Byju’s will hold an extraordinary general meeting on Friday. The meeting has been called by some investors who want to oust the founder CEO Byju Raveendran and his family members over alleged “mismanagement and failures” at what was once India’s hottest tech startup.
But the result of the meeting will not be operational till March 13, when the Karnataka High Court will hear Raveendran’s plea challenging the meeting itself.
The shareholders who have called for the meeting hold over 32% stake in the company, while Byju Raveendran and his family hold about 26%.
The EGM notice seeks the removal of the current board of Think & Learn, the firm that operates Byju’s, comprising Raveendran, his wife and co-founder Divya Gokulnath and his brother Riju Ravindran.

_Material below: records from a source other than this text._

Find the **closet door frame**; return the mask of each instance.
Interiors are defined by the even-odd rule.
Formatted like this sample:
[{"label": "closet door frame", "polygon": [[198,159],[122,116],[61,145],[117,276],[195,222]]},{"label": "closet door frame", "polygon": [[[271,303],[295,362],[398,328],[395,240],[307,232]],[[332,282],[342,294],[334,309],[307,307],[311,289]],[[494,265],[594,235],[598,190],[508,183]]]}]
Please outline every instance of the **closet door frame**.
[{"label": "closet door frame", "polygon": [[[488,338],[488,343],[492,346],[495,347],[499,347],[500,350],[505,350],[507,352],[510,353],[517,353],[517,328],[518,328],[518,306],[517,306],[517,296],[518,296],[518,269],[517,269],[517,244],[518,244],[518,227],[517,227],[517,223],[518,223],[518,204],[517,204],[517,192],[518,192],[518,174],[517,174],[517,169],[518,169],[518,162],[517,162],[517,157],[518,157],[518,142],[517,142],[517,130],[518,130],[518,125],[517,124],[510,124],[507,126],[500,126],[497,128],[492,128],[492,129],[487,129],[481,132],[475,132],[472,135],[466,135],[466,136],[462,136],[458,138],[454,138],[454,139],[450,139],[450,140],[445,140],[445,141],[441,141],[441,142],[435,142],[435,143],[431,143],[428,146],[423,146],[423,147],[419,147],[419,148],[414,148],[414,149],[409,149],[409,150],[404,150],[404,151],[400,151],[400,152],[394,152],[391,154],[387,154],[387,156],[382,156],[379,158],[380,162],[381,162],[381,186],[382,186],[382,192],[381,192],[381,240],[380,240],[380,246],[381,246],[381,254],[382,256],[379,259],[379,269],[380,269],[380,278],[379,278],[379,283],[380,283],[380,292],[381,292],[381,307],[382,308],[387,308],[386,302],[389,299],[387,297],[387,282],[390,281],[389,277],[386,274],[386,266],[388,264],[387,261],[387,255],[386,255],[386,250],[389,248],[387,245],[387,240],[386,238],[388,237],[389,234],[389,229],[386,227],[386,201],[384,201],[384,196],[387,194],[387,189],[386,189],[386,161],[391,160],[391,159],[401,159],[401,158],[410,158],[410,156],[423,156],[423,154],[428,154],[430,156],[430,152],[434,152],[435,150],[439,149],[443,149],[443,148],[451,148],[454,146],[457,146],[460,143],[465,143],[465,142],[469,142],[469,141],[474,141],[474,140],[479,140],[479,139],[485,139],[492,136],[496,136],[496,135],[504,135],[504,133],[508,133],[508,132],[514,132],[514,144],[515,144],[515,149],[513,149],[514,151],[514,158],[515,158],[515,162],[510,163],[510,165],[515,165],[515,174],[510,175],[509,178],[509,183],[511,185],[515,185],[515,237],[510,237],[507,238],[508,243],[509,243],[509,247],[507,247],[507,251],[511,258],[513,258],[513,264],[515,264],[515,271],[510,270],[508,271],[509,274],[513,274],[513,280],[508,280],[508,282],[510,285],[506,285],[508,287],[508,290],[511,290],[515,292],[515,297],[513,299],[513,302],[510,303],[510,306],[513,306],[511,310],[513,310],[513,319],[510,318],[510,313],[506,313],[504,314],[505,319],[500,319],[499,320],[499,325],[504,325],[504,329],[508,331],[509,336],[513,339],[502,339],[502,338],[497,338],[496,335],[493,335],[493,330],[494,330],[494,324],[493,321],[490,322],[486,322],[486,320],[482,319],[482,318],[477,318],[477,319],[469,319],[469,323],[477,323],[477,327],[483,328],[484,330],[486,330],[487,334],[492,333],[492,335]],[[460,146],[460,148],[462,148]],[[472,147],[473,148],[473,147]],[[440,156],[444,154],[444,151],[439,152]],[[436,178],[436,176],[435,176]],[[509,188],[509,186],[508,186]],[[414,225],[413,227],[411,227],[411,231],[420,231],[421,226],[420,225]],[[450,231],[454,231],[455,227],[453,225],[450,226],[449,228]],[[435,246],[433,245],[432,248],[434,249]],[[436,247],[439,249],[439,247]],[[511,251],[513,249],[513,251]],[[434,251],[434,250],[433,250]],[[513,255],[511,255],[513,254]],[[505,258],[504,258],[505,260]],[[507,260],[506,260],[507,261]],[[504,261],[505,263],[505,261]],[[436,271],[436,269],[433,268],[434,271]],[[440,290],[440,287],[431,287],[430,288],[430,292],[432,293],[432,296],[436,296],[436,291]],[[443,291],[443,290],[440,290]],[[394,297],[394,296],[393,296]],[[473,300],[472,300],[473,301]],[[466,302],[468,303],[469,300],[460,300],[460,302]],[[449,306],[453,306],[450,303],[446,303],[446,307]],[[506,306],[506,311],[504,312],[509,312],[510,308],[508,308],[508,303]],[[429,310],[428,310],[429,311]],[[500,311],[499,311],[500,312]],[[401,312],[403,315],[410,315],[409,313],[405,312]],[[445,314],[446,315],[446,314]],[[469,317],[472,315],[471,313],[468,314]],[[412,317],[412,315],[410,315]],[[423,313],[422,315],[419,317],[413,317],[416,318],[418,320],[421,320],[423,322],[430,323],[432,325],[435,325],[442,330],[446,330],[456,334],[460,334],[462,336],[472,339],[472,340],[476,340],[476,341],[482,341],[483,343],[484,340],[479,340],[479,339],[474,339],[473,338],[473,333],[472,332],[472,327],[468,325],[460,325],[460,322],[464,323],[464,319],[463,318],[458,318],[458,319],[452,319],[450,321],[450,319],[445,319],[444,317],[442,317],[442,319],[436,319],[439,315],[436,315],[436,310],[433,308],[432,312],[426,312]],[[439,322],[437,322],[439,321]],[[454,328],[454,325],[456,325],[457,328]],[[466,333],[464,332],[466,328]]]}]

Byju’s was valued at USD 22 billion in 2022 and it is now valued at $200 million in a rights issue.
To mollify investors, Raveendran this week wrote to them saying he is taking more steps to ensure transparency on how the funds will be utilised and committed to restructuring the board including appointing two non-executive directors to the board by mutual consent of the founder and shareholders.
Detailing the reasons for seeking the ouster, the notice listed alleged financial mismanagement, erosion of value due to management’s failure to enforce the company’s legal rights and concealment of material information.
The EGM notice detailing alleged financial mismanagement states that the company management failed to explain about the show cause notice by the Enforcement Directorate (ED) on alleged contraventions, failure to resolve term-loan with lenders, conflict with BCCI over cricket sponsorship and Raveendran allegedly misleading shareholders about a term-loan.